Key Change: Temporal Filters
Temporal Filters have been graduated from experimental feature status. Temporal filters allow you to limit the memory consumption of Materialize by writing views that only retain data from certain time windows. We’re particularly excited about temporal filters because they enable a lot of commonly requested capabilities like sliding and tumbling windows without forcing the user to break out of their SQL workflow.

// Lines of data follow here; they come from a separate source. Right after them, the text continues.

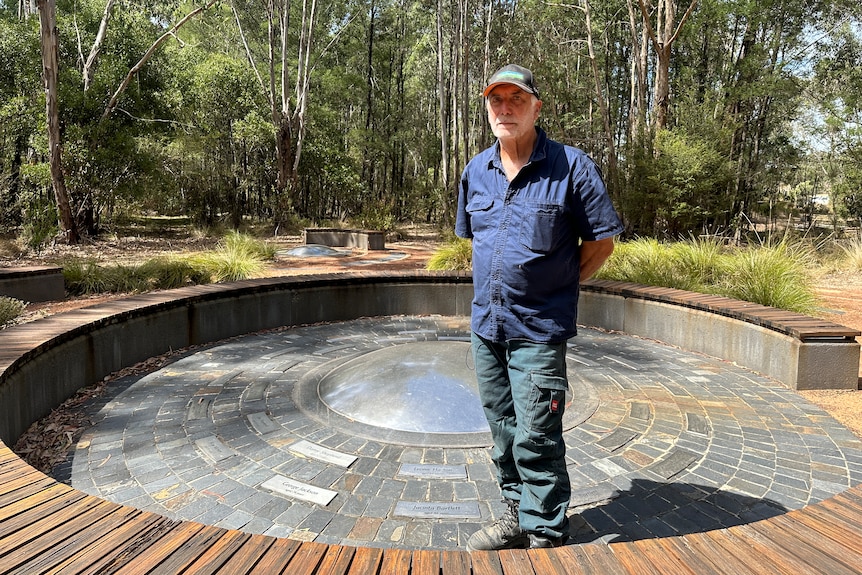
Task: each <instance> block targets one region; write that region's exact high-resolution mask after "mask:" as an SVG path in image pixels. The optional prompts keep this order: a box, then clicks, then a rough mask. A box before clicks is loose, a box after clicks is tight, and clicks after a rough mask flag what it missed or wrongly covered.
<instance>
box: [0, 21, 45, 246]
mask: <svg viewBox="0 0 862 575" xmlns="http://www.w3.org/2000/svg"><path fill="white" fill-rule="evenodd" d="M21 7H22V5H20V4H19V5H18V6H17V9H16V10H20V9H21ZM16 10H13V9H12V8H11V7H9V8H7V9H6V10H0V230H3V229H4V228H5V230H9V229H13V228H15V227H17V226H19V225H21V224H22V223H23V221H24V218H25V217H29V218H33V217H35V214H36V213H41V212H42V211H43V208H44V206H45V205H46V204H47V205H51V206H53V204H54V201H53V199H52V198H51V197H49V196H48V193H49V191H50V179H49V178H46V177H44V176H43V173H42V172H43V171H42V170H40V169H39V168H38V166H37V165H35V164H36V160H37V156H36V155H35V154H34V153H33V150H32V146H31V145H32V142H33V141H34V140H35V141H44V140H45V139H46V138H47V134H46V133H45V132H44V130H42V129H41V128H40V126H41V125H42V124H43V123H44V119H43V118H44V114H45V107H44V102H43V101H42V100H41V98H40V93H39V89H38V87H39V84H40V80H39V71H40V68H41V66H40V63H39V47H38V42H39V40H38V27H39V23H38V19H37V18H24V17H23V16H22V17H19V16H18V12H17V11H16ZM45 149H46V150H47V146H46V147H45ZM51 211H52V212H53V211H54V210H51ZM53 222H54V223H53V226H54V227H55V228H56V216H55V217H54V218H53Z"/></svg>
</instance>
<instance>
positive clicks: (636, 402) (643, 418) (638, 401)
mask: <svg viewBox="0 0 862 575" xmlns="http://www.w3.org/2000/svg"><path fill="white" fill-rule="evenodd" d="M651 413H652V410H651V409H650V406H649V404H648V403H644V402H640V401H636V402H633V403H632V404H631V416H632V417H633V418H634V419H643V420H649V418H650V414H651Z"/></svg>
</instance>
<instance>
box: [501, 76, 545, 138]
mask: <svg viewBox="0 0 862 575" xmlns="http://www.w3.org/2000/svg"><path fill="white" fill-rule="evenodd" d="M487 106H488V121H489V122H490V123H491V131H492V132H494V135H495V136H496V137H497V138H498V139H500V140H503V139H507V138H509V139H518V138H521V137H523V136H525V135H530V136H531V137H532V133H534V126H535V125H536V120H538V119H539V111H540V110H541V109H542V101H541V100H539V99H538V98H536V97H535V96H534V95H532V94H530V93H528V92H524V91H523V90H521V89H520V88H519V87H517V86H515V85H514V84H500V85H499V86H497V87H496V88H494V89H493V90H492V91H491V93H490V94H488V100H487ZM531 132H532V133H531Z"/></svg>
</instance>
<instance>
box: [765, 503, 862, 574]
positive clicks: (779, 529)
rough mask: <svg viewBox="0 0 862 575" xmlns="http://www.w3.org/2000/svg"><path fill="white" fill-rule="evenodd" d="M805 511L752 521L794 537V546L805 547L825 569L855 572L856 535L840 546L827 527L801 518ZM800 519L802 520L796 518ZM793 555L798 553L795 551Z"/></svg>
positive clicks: (861, 555) (856, 550)
mask: <svg viewBox="0 0 862 575" xmlns="http://www.w3.org/2000/svg"><path fill="white" fill-rule="evenodd" d="M804 515H805V514H799V516H800V517H799V519H797V518H794V517H789V516H787V515H779V516H777V517H774V518H772V519H771V520H770V521H769V522H768V524H767V523H766V522H759V523H756V524H753V525H752V527H753V528H755V529H762V530H766V529H772V530H777V531H781V532H783V534H784V535H785V536H787V537H788V538H789V539H791V540H793V539H795V540H796V545H794V546H793V547H794V549H796V546H797V545H799V546H802V545H804V546H807V547H808V548H809V550H808V551H806V553H810V554H812V555H814V557H815V561H817V562H818V563H820V564H822V565H823V566H824V568H826V569H828V571H829V573H834V574H835V575H839V574H841V573H845V574H849V573H853V574H858V571H857V569H858V566H862V542H860V540H859V539H858V538H857V539H856V545H851V546H846V545H843V544H842V542H841V540H840V539H839V540H836V539H834V538H833V537H831V536H830V533H829V529H828V527H827V526H825V525H824V524H823V523H821V522H817V521H810V520H809V521H807V522H806V521H805V520H804V519H805V518H804V517H803V516H804ZM800 519H802V520H800ZM796 553H797V555H798V554H799V552H798V551H797V552H796Z"/></svg>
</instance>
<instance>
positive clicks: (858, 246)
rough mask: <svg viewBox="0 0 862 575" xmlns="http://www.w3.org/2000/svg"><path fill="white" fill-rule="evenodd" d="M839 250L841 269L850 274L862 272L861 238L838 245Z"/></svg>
mask: <svg viewBox="0 0 862 575" xmlns="http://www.w3.org/2000/svg"><path fill="white" fill-rule="evenodd" d="M838 247H839V249H840V250H841V252H842V254H841V260H840V263H841V268H843V269H845V270H847V271H851V272H862V236H856V237H855V238H853V239H852V240H850V241H848V242H844V243H839V244H838Z"/></svg>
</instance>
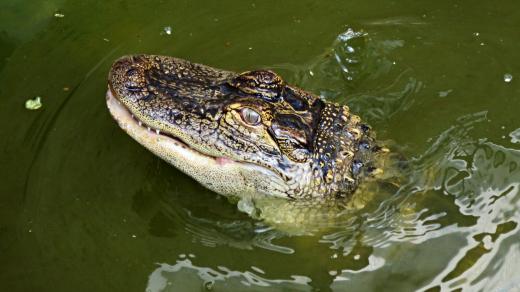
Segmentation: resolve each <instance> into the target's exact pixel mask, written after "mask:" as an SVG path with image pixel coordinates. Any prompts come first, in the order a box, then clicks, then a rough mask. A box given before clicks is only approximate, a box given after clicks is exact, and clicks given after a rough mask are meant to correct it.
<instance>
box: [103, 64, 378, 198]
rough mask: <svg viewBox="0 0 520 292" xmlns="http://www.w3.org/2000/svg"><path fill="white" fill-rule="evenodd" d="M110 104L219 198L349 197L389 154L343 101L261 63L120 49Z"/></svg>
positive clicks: (376, 171) (124, 117)
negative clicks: (293, 85)
mask: <svg viewBox="0 0 520 292" xmlns="http://www.w3.org/2000/svg"><path fill="white" fill-rule="evenodd" d="M107 104H108V107H109V109H110V112H111V114H112V116H113V117H114V118H115V119H116V120H117V121H118V123H119V125H120V126H121V127H122V128H123V129H124V130H125V131H126V132H127V133H128V134H129V135H130V136H131V137H133V138H134V139H135V140H136V141H137V142H139V143H140V144H142V145H143V146H145V147H146V148H148V149H149V150H151V151H152V152H153V153H155V154H156V155H158V156H159V157H161V158H162V159H164V160H166V161H167V162H169V163H170V164H172V165H174V166H175V167H177V168H178V169H180V170H181V171H183V172H185V173H186V174H188V175H190V176H191V177H193V178H194V179H196V180H197V181H199V182H200V183H201V184H203V185H204V186H206V187H207V188H209V189H211V190H213V191H215V192H217V193H220V194H223V195H232V196H238V197H241V198H243V197H254V198H258V197H281V198H292V199H336V198H345V197H349V196H350V195H351V194H352V193H353V192H354V191H355V190H356V189H357V187H358V185H359V183H360V182H361V181H362V180H363V179H364V178H366V177H368V176H370V175H372V174H374V173H375V172H377V171H378V170H379V169H378V166H379V165H376V161H379V160H378V159H377V156H378V155H379V153H381V152H385V149H384V148H381V147H379V146H377V145H376V143H375V141H374V138H373V136H372V133H371V131H370V128H369V127H368V126H367V125H365V124H363V123H361V120H360V118H359V117H358V116H356V115H353V114H351V113H350V111H349V108H348V107H347V106H341V105H338V104H332V103H328V102H325V101H324V100H322V99H320V98H319V97H318V96H315V95H313V94H311V93H308V92H305V91H303V90H301V89H299V88H296V87H294V86H291V85H288V84H286V83H285V82H284V81H283V80H282V78H281V77H280V76H278V75H277V74H275V73H274V72H271V71H267V70H259V71H250V72H245V73H242V74H237V73H234V72H230V71H224V70H219V69H215V68H211V67H208V66H205V65H201V64H196V63H191V62H188V61H185V60H182V59H177V58H173V57H165V56H152V55H136V56H126V57H122V58H120V59H119V60H117V61H116V62H115V63H114V65H113V66H112V69H111V71H110V76H109V89H108V92H107Z"/></svg>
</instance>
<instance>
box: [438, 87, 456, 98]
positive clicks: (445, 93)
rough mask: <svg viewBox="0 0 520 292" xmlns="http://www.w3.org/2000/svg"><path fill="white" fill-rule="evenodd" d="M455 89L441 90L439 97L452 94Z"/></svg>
mask: <svg viewBox="0 0 520 292" xmlns="http://www.w3.org/2000/svg"><path fill="white" fill-rule="evenodd" d="M452 91H453V89H448V90H444V91H439V97H446V96H448V94H450V93H451V92H452Z"/></svg>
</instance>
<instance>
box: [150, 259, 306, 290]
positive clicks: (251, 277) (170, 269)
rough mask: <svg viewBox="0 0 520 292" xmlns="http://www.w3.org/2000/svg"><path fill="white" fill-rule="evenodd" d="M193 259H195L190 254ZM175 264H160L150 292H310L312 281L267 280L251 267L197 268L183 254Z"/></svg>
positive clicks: (301, 277) (261, 272) (152, 284)
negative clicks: (263, 289) (284, 290)
mask: <svg viewBox="0 0 520 292" xmlns="http://www.w3.org/2000/svg"><path fill="white" fill-rule="evenodd" d="M190 256H191V257H195V256H194V255H191V254H190ZM180 257H181V258H184V259H181V260H178V261H177V263H176V264H174V265H168V264H161V265H160V266H159V267H158V268H157V269H156V270H155V271H154V272H153V273H152V274H151V275H150V278H149V281H148V287H147V289H146V291H147V292H158V291H178V289H179V287H183V288H184V289H187V290H198V289H201V288H205V289H206V290H213V289H216V290H217V291H219V290H220V289H225V290H227V291H230V290H231V291H257V290H258V288H259V287H264V288H266V287H269V286H273V285H274V286H276V287H277V288H278V289H287V290H289V291H311V287H310V286H309V285H308V284H309V283H310V282H311V279H309V278H308V277H305V276H291V279H286V280H281V279H268V278H266V277H265V276H262V275H263V274H265V272H264V271H262V270H261V269H259V268H257V267H254V266H252V267H251V270H248V271H243V272H241V271H233V270H230V269H228V268H226V267H223V266H218V267H216V269H212V268H207V267H198V266H196V265H194V264H193V263H192V260H190V259H187V258H186V255H184V254H182V255H180Z"/></svg>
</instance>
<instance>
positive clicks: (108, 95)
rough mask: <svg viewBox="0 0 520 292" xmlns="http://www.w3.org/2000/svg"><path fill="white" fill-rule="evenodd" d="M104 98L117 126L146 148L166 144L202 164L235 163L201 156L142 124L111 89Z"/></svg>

All you really need is SQL, and the ability to refer to time, to make your data run!
Quality-of-life improvements
- COPY FROM copies data into a table using the Postgres COPY protocol
- You can set offsets for Kafka partitions
- Sort NULLs last, to match the default sort order in PostgreSQL
- New operators and functions:
- #> and #>> jsonb operators
- New SQL functions, such as pow, jsonb_agg_object, repeat and encode / decode, to convert binary data to and from several textual representations.
- New SQL functions, trigonometric and cube root operators.
- Equality operators on array data
- Upsert envelope for Debezium sources
- Default logical-compaction-window was changed from 60s to 1ms
- Removed CREATE SINK…AS OF, which did not have sensible behavior after Materialize restarted. We intend to reintroduce this feature with a more formal model of AS OF timestamps.
- round behavior now matches PostgresSQL, in which ties are rounded to the nearest even number, rather than away from zero
- Added default support for encryption-at-rest to Materialize Cloud
- Lots of performance, memory utilization, and usability improvements plus bugfixes!
For the full feed of updates, including upcoming changes, see the Materialize changelog in docs and the Stable Releases. You can install Materialize today here!
Version 0.9 will have additional bug fixes and process improvements in addition to key user-facing features, including decimals and SOC 2 Compliance for Materialize Cloud.